Entre elas, o acompanhamento pré-natal e a amamentação costumam durar menos tempo do que entre as mães adultas. São consequências da pouca maturidade e das condições sociais precárias.
No casoslot booongoJoana, a gravidez acabou tendo impacto positivo. O acompanhamento pré-natal a levou ao Serviçoslot booongoAtendimento às Vítimasslot booongoViolência Sexualslot booongoManaus, onde recebeu apoio psicológico e conseguiu interromper a venda do seu corpo e, gradualmente, o usoslot booongodrogas.
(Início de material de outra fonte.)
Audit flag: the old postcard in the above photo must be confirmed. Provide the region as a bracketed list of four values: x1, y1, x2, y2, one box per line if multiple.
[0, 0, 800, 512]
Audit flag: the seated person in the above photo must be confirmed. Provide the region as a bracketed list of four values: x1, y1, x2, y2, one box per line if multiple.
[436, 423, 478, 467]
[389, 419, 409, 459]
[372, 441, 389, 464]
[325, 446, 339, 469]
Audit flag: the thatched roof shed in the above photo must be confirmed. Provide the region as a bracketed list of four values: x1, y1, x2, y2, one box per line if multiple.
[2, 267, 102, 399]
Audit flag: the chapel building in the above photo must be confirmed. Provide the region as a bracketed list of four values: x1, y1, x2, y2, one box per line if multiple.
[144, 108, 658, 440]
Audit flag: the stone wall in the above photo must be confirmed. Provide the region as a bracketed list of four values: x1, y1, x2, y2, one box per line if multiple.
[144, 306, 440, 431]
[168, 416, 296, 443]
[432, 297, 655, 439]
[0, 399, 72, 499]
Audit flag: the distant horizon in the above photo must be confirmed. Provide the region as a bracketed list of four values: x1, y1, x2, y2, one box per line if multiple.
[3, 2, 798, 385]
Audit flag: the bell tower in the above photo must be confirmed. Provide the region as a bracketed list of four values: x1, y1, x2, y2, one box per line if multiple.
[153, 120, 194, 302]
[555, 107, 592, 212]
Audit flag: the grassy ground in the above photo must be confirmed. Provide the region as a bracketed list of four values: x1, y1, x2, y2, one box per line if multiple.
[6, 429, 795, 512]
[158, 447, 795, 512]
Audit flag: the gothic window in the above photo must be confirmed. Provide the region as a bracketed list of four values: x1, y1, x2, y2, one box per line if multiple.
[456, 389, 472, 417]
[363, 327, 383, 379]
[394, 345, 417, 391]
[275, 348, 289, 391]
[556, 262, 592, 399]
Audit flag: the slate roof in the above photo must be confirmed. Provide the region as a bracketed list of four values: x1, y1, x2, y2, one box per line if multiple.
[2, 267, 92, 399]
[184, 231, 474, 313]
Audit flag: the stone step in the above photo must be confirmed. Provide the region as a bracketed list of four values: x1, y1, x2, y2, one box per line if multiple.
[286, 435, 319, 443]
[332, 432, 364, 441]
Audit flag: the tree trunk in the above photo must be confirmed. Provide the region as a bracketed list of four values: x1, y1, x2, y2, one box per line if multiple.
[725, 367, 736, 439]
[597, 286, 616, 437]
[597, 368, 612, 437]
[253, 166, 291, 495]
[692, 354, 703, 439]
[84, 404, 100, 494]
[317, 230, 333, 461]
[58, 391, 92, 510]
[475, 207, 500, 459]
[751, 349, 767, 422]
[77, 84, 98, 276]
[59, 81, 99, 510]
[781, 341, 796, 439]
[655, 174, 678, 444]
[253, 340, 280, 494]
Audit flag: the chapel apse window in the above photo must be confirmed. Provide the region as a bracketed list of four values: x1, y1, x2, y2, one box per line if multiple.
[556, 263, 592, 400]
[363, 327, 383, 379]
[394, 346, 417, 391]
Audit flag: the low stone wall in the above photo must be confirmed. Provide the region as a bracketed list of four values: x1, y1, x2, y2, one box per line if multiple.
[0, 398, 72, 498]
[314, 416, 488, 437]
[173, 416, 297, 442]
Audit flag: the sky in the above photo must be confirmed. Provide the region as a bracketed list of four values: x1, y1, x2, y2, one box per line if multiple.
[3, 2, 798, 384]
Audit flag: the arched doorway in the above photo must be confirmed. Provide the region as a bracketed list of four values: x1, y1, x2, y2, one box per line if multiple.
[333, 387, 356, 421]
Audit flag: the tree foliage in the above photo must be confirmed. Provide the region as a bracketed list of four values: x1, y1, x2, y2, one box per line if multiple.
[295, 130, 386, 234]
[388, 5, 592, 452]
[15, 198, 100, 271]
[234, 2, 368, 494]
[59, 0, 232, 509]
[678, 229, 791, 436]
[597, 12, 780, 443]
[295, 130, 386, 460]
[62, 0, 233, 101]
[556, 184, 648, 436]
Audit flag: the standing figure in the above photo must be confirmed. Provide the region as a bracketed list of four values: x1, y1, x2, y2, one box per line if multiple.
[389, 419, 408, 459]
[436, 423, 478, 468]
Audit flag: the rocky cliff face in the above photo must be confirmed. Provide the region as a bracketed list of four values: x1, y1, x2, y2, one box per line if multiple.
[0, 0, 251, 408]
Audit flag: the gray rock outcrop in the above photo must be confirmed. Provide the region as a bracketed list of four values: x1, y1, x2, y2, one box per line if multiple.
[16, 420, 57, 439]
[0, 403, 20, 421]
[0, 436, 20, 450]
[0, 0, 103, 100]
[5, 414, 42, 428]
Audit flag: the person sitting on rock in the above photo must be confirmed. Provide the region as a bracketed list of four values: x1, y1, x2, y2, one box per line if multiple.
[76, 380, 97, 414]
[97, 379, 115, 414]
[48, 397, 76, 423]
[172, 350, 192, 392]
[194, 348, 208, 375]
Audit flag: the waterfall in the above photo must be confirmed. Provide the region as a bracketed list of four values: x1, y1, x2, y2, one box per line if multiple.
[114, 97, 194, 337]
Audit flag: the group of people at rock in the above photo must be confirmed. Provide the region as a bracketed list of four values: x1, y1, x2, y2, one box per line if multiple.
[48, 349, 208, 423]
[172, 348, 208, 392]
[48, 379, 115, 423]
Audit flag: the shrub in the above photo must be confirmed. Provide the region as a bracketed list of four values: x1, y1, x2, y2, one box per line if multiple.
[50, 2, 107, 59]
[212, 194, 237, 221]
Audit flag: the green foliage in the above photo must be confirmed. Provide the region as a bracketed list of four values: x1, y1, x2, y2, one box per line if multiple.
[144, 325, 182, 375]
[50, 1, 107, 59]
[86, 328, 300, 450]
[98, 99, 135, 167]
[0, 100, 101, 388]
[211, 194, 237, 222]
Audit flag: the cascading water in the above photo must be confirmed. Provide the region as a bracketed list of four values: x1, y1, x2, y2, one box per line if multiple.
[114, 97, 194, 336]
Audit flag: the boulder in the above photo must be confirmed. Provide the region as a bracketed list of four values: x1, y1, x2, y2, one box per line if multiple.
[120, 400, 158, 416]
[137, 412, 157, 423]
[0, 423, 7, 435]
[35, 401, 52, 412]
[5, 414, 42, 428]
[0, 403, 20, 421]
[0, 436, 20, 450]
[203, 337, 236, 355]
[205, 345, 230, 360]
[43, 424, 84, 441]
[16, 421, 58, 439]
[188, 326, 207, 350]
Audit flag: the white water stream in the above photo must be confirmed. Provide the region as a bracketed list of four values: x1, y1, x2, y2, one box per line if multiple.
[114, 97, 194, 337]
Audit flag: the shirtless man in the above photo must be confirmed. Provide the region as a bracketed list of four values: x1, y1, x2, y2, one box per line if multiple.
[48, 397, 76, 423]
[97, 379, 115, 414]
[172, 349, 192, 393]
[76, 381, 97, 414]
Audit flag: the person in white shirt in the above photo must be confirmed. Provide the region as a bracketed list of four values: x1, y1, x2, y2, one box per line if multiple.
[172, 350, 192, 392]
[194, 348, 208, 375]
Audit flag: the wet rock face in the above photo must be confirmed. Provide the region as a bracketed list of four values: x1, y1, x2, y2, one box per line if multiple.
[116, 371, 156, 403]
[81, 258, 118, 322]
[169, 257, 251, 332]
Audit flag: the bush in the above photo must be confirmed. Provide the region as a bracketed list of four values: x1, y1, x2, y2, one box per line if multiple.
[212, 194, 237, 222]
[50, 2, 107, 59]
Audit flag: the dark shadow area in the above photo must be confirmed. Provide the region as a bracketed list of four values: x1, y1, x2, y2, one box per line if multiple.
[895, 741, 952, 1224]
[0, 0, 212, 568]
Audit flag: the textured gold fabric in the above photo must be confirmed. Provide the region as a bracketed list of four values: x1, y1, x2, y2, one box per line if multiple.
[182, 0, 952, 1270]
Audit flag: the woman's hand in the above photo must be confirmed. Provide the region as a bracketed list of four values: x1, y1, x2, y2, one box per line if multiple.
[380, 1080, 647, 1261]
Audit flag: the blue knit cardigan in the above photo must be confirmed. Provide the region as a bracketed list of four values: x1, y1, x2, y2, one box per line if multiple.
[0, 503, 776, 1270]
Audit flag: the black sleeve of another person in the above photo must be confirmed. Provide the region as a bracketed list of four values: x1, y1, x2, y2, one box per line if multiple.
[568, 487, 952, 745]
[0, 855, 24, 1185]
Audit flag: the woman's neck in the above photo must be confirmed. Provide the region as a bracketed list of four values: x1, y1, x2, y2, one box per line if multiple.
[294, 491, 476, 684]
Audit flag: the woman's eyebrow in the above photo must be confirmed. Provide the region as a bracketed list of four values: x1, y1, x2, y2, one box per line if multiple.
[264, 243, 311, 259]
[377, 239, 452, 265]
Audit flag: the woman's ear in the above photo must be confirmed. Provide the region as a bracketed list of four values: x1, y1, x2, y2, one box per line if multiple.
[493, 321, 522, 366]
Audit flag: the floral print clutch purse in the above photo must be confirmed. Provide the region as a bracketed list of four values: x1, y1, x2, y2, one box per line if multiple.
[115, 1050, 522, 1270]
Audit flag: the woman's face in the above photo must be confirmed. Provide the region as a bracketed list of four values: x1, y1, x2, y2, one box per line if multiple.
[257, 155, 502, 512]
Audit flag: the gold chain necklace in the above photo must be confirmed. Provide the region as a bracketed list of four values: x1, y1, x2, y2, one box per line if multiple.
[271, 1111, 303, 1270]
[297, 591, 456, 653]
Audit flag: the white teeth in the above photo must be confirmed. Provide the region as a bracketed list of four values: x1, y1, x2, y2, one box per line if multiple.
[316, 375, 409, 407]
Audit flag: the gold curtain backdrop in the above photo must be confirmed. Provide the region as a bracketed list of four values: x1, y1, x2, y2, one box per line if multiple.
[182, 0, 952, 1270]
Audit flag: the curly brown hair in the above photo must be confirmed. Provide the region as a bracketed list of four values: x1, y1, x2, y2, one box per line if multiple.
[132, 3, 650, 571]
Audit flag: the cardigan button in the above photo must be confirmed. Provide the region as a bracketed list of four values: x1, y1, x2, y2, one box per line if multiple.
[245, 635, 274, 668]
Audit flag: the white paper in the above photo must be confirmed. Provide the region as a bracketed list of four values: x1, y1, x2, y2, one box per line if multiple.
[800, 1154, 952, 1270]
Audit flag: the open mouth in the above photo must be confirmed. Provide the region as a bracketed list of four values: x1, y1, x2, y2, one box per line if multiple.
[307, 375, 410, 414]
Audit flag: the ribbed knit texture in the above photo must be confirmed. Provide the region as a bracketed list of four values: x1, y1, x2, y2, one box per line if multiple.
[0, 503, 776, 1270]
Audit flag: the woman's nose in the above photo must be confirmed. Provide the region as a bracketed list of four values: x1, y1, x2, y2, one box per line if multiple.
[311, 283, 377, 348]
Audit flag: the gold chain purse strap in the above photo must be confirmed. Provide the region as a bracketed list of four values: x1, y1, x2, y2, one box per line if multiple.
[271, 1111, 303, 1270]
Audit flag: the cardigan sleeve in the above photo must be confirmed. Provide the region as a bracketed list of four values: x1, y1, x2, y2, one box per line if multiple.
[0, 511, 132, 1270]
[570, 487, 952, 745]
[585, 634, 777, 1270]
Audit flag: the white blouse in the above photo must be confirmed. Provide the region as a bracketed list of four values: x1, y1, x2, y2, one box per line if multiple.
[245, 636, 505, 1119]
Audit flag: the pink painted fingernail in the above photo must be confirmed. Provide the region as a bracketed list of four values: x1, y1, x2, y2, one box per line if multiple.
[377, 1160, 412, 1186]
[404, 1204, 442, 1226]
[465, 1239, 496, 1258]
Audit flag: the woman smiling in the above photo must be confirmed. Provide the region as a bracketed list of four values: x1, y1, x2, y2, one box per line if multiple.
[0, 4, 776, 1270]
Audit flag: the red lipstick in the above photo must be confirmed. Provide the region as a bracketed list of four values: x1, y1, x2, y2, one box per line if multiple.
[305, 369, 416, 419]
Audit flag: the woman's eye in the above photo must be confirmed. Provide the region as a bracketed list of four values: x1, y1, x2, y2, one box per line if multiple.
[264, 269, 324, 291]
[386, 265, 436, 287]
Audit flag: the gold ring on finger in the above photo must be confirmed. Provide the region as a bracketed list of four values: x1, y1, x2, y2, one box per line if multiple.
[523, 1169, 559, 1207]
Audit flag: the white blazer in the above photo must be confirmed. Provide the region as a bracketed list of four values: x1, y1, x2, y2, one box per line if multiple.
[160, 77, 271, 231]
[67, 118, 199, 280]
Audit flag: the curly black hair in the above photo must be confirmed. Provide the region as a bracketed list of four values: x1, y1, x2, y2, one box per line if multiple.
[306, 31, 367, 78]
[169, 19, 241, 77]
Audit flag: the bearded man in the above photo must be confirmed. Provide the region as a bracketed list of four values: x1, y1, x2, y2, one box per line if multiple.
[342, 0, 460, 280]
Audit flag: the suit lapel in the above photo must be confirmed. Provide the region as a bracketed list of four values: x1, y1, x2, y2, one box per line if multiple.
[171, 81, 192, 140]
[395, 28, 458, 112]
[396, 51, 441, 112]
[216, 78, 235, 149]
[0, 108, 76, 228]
Hoje ela está casada e tem uma boa relação com o paislot booongosua segunda filha,slot booongosete meses. Ele tem 21 anos e trabalha com manutençãoslot booongoar-condicionado - item onipresente na fervente Manaus.
"Depois que meus filhos nasceram, veio um amor muito grande. Eu quis deixar a vida velha pra lá. Mas às vezes eu choro, quando meus filhos estão dormindo. Fica um reflexo (lembrança) na minha cabeça. Eu fico lendo a Bíblia, fico lendo, fico lendo, e só assim eu acalmo. Se eu for começar a pensar, eu fico doida", diz ela, que é evangélica.
"Eu tenho muito sonhoslot booongoque mato ele (o abusador, que segue morando no bairro da infânciaslot booongoJoana). Eu quero matar ele, mas se eu for pra cadeia, o que vai ser dos meus filhos? Eu penso muito nisso."
A BBC Brasil questionou os ministérios da Educação e Saúde sobre as críticas quanto à faltaslot booongopolíticas públicas para enfrentar a gravidezslot booongogarotas e saber o que o governo pretende fazer para enfrentar o problema. A pasta da Educação não se manifestou. Já a pasta da Saúde se limitou a comentar as causas do problema e minimizarslot booongogravidade, destacando que os nascimentos nesse grupo representam 0,9% do totalslot booongonascidos vivos no país.
"A leve tendênciaslot booongoaumento, (da gravidez) na faixaslot booongo10 a 14 anos, pode estar associada a vários fatores tais como violência sexual, aspectos culturais, iniquidades, faltaslot booongooportunidades, dentre outros; além disso, esse é um percentual muito pequeno, quando considerada todas as faixas etárias", respondeu o ministério.